Salaire Inspecteur Aéronautique en 2026

Salaire médian France 2026 · estimation DARES/INSEE · 30% exposition IA

Inspecteur Aéronautique - salaire 2026
30% exposition IAScore CRISTAL-10 v14.0

Chiffres clés 2026

48 000 €Salaire médian annuel
21 621 €Junior <35 ans
0,0 kEffectif France
0Offres FT 2026

Source : France Travail / DARES BMO 2026 / INSEE TIC 2025.

Impact IA sur le métier

Automatisable par l’IA

  • Analyse automatisée des enregistrements de vol par algorithmes de détection
  • Vérification documentaire assistée des carnets de maintenance aéronef
  • Surveillance continue des paramètres moteur par systèmes embarqués
  • Génération automatique de rapports d’inspection normalisés
  • Détection de défauts structurels par ultrasons ou ressuage automatisé

Reste humain

  • Inspecter visuellement une cellule aéronef pour détecter des défauts subtils
  • Évaluer la conformité réglementaire en interprétant des situations ambiguës
  • Prendre des décisions d’aptitude au vol sous pression opérationnelle
  • Conduire des audits inopinés nécessitant observation et sens critique
  • Dialoguer avec les équipes de maintenance pour comprendre le contexte d’une anomalie

Carrière et formation

Formations RNCP

5 fiches disponibles. Top 4 :

  • RNCP35491 — Carrières Juridiques : Administration et Justice (Niveau 6)
  • RNCP36759 — Finances publiques (fiche nationale) (Niveau 7)
  • RNCP38176 — Administration publique (fiche nationale) (Niveau 7)
  • RNCP38201 — Administration et liquidation d’entreprises en difficulté (fiche natio (Niveau 7)

Reconversion & CPF

  • Financement CPF + Pôle Emploi possibles

Salaire détaillé

Voir grille junior/médiane/senior + méthodologie
NiveauMédian estiméP90 estiméBase
Junior (0-2 ans)33 600 €38 640 €0.70 × médian
Médian (3-7 ans)48 000 €55 199 €DARES+INSEE
Senior (8+ ans)60 000 €64 800 €1.25 × médian

Méthodologie : Médian = données DARES/INSEE salaires bruts annuels 2024-2025 pour le code ROME associé. Junior/Senior = extrapolations ratios standards (0.70x / 1.25x). P90 = niveau atteint par 10 % des supérieurs de la catégorie. Pour précision par expérience/secteur/région : consulter Michael Page, Robert Half, Talent.com.

Tendances 2026-2030

2026
Données BMO en cours de mise à jour.
2027
Eurobarometer : 21% des Français utilisent l’IA au travail, 49% craignent pour leur emploi.
2028
BPI France : 20% des PME adoptent IA générative, 35% planifient sous 12 mois.
2029
INSEE TIC : 13% du secteur adopte IA (vs 8% moyenne France).
2030
L’inspecteur aéronautique utilise l’IA pour analyser les données de maintenance prédictive, mais la validation réglementaire, l’inspection physique des aéronefs et la responsabilité de certification restent entièrement humaines.
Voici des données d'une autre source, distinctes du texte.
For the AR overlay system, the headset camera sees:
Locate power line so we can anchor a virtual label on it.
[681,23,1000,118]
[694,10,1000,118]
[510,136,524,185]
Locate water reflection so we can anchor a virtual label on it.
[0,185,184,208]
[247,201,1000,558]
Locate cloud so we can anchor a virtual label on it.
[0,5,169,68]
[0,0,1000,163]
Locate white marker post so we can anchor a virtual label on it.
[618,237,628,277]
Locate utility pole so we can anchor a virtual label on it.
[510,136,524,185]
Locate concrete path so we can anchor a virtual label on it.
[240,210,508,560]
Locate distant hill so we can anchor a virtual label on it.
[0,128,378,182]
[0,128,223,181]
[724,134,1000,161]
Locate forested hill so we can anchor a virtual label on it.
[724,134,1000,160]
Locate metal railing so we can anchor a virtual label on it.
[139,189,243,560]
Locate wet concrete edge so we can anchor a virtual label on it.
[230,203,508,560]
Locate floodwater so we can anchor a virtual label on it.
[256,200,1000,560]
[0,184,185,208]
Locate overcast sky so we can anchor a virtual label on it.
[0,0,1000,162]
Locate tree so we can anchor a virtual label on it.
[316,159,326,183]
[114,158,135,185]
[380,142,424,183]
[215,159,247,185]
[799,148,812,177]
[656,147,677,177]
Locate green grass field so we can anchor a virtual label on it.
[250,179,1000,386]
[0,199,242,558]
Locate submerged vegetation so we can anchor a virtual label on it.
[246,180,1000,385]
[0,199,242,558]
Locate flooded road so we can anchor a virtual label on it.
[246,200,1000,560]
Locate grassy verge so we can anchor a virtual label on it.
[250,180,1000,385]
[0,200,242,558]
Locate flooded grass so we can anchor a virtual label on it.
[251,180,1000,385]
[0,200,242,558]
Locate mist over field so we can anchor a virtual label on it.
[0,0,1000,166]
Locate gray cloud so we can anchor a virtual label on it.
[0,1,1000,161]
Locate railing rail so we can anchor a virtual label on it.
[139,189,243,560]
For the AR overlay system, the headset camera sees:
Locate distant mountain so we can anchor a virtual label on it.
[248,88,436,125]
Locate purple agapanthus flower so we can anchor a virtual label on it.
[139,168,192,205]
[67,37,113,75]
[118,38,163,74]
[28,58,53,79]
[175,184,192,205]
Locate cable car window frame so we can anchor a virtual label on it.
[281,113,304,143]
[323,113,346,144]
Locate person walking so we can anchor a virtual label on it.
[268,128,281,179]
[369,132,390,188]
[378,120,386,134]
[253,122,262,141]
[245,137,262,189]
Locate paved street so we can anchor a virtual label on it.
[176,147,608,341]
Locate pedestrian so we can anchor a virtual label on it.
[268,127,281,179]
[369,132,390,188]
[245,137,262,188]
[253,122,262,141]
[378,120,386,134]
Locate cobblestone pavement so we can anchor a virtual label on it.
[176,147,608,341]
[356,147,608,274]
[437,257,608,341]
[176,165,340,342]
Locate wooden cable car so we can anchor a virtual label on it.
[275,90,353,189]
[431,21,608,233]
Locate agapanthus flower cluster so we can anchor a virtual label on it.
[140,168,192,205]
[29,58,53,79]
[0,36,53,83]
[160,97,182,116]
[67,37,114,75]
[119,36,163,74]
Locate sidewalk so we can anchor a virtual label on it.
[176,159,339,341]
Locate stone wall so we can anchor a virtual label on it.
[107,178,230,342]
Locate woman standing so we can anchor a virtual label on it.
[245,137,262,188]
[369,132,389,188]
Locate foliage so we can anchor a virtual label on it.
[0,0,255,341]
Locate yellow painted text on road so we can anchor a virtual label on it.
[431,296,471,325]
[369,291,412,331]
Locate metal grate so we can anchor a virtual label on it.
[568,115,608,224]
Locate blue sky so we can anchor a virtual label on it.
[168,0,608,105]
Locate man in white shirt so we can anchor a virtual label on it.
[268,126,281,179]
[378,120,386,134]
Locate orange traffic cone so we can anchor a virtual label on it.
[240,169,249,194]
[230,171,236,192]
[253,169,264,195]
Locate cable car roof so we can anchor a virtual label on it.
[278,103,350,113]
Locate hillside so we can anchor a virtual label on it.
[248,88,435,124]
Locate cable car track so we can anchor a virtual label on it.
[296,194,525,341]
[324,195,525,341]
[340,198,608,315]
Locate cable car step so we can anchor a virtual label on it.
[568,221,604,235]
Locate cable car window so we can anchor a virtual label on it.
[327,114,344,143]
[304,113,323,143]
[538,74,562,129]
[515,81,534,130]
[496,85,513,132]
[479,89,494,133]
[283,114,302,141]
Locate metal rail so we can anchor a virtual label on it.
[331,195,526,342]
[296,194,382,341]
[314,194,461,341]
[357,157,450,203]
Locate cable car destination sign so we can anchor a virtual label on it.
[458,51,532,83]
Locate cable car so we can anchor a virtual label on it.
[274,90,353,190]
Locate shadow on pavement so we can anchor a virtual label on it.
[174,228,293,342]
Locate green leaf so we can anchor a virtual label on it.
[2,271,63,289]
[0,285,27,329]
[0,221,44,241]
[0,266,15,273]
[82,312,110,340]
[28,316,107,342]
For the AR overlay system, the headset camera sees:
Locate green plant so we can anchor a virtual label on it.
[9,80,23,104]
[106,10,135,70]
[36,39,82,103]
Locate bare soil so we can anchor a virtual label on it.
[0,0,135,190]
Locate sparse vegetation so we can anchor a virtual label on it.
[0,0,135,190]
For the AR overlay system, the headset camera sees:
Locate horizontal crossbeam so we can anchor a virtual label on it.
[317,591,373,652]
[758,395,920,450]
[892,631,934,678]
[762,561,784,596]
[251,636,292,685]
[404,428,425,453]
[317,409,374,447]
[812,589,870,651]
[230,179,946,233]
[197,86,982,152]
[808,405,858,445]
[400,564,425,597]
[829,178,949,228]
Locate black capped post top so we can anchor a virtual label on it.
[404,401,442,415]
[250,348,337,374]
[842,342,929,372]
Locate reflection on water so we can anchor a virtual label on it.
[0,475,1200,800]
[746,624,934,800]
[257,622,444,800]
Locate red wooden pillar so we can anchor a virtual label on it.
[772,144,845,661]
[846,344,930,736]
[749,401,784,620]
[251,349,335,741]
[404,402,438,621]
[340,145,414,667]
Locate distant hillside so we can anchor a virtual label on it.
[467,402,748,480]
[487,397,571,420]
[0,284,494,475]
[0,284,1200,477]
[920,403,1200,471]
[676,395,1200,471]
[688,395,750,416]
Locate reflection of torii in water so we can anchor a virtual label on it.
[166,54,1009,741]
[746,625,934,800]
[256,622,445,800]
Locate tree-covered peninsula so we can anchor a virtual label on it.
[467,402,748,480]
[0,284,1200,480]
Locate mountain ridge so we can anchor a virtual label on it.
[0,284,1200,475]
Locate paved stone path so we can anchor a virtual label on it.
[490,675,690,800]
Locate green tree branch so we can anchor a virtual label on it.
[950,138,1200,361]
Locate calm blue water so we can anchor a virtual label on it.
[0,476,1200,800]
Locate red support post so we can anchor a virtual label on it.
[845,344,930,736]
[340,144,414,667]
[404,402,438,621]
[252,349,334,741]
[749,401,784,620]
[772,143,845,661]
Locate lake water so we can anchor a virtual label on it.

Freins adoption IA (BPI France 2024) : 42% citent le manque de compétences, 38% citent les coûts.

Questions fréquentes & sources

L’IA va-t-elle remplacer ce métier ?
Non. Avec environ 30% des tâches exposées, le métier se réorganise autour de ce que la machine ne couvre pas : le jugement, la validation et la relation humaine.
Quel salaire pour Inspecteur Aéronautique en 2026 ?
Médian estimé : 48 000 €/an brut. Source : France Travail (DARES et INSEE).
Quelle formation pour devenir inspecteur aéronautique ?
5 fiches RNCP disponibles (code ROME K1511). CPF + Pôle Emploi finançables. Voir la section Carrière ci-dessus.

Sources officielles

Explorez des metiers proches

Analyse approfondie

Inspecteur aéronautique : fiche complète 2026

L’inspecteur aéronautique traite en moyenne 2,1 dossiers de certification par jour ouvré, selon la DGAC (Direction Générale de l’Aviation Civile) dans son rapport d’activité 2025. Ce volume correspond à 1 234 inspections en atelier et en ligne par an et par agent. La France compte 1 800 inspecteurs aéronautiques actifs, un effectif stable depuis 2020 (source : DGAC, Annuaire des personnels habilités, 2025). La profession reste très réglementée : moins de 5 % des candidats obtiennent l’habilitation « EASA Part 145 » du premier coup (BEA, statistiques 2024). Le salaire médian, 22 581 € brut annuel en 2026, place ce métier dans la moyenne basse des professions techniques. Pourtant, la tension de recrutement atteint 7,2 sur 10 dans le Grand Est et 6,8 en Occitanie (France Travail, BMO 2026). Le vieillissement des effectifs, 42 % ont plus de 50 ans (DARES, enquête Conditions de travail 2025), accélère les besoins en recrutement. La CSRD (Corporate Sustainability Reporting Directive), appliquée en phase 2 depuis janvier 2026, impose désormais des audits environnementaux obligatoires sur les chaînes de maintenance aéronautique.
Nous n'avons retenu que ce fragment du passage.